Read more at AMA Wire.

On May 18, the Senate Finance Committee voted unanimously to advance the Creating High-Quality Results and Outcomes Necessary to Improve Chronic (CHRONIC) Care Act of 2017 (S. 870), sponsored by Chairman Hatch, R-Utah, Ranking Member Ron Wyden, D-Ore., and Sens. Isakson, R-Ga., and Warner, D-Va.

This AMA-supported legislation (PDF) would provide a clear pathway in the Medicare program toward new delivery models that are patient-centered and would improve health outcomes and value for patients with chronic conditions. S. 870 would remove barriers to care coordination, enhance the ability of beneficiaries to be a part of an accountable care organization (ACO), and extend and expand the Independence at Home Demonstration program. Further, this bill would expand Medicare telehealth coverage for patients who are suffering from acute stroke or who need dialysis, as well as Medicare Advantage plans and certain ACOs. It is unclear when this legislation will be considered in the full Senate.
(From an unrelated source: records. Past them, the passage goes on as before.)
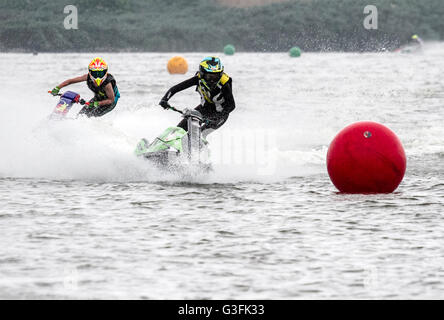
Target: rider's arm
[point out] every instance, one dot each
(194, 81)
(73, 80)
(110, 94)
(229, 103)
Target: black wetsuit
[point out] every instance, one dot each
(215, 104)
(99, 95)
On May 3, Sens. Schatz, D-Hawaii, Wicker R-Miss., Cochran, R-Miss., Warner, D-Va., Thune, R-S.D., and Cardin, D-Md., introduced the Creating Opportunities Now for Necessary and Effective Care Technologies (CONNECT) for Health Act of 2017 (S. 1016). On May 19, Reps. Black, R-Tenn., and Welch, D-Vt., introduced a House companion bill, H.R. 2556. The AMA strongly supports (PDF) this legislation and worked closely with the sponsors in drafting it.

The legislation would remove antiquated restrictions in the Medicare program that prevent the delivery of clinically validated telehealth services and procedures. Increased access to telehealth and remote patient monitoring services is urgently needed to effectively address the looming demographic health demands that will be placed on the Medicare program and physicians in the near future.
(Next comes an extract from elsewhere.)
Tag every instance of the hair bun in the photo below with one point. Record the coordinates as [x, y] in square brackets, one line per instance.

The CONNECT for Health Care Act would establish a meaningful pathway to expand Medicare coverage of telemedicine and remote patient monitoring services while addressing concerns regarding the potential for increased expenditures. This legislation would expand Medicare telehealth coverage for Medicare Advantage (MA) plans, certain ACOs and patients who are suffering from acute stroke or need dialysis. Similar provisions were included in S. 810, the CHRONIC Care Act. Further, essential to promoting patient interests, the bill contains provisions that would ensure adherence to important state-based laws relevant to enforcing the oversight of medical practice laws, as well as safeguard the network adequacy of MA plans. It is unclear when this legislation might be considered in the Senate or House.
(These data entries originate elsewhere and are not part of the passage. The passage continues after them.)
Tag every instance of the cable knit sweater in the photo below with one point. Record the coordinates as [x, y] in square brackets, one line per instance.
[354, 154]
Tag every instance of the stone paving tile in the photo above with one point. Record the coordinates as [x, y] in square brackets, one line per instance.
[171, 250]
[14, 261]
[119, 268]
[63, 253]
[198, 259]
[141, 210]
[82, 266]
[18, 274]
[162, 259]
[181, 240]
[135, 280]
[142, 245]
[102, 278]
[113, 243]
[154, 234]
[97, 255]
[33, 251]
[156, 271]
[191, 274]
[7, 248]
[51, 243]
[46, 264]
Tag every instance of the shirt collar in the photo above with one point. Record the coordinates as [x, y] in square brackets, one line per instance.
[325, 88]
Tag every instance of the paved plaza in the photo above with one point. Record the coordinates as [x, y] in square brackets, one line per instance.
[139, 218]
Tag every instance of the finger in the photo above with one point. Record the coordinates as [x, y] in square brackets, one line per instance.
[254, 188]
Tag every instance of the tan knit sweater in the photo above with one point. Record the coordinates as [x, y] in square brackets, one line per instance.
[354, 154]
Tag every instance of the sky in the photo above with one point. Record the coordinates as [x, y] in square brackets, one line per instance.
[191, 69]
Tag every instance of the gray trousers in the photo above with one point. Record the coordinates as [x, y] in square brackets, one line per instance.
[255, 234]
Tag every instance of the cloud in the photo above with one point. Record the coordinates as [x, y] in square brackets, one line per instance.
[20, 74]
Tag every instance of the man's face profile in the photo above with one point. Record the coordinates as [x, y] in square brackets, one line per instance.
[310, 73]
In direct response to AMA advocacy efforts and continued engagement with agency officials on the implementation of the Social Security Number Removal Initiative (SSNRI), CMS announced May 30 that it will develop and implement a look-up tool for providers and patients to obtain a beneficiary's new Medicare Beneficiary Identifier (MBI). This change will address concerns expressed (PDF) by multiple state and specialty associations about patient and physician awareness of initiative's transition to new Medicare identification cards. Physicians will need a Medicare Administrative Contractor (MAC) Portal account to access the look-up tool.

In addition to the new look-up tool, which will be available in October 2018, CMS plans to begin its patient and provider education efforts earlier than originally planned. Physicians should expect a significant outreach effort over the second half of 2017 to prepare for the start of the transition period in April 2018. CMS also plans to develop fact sheets and resources for physicians to educate patients, which it will make available on its SSNRI homepage.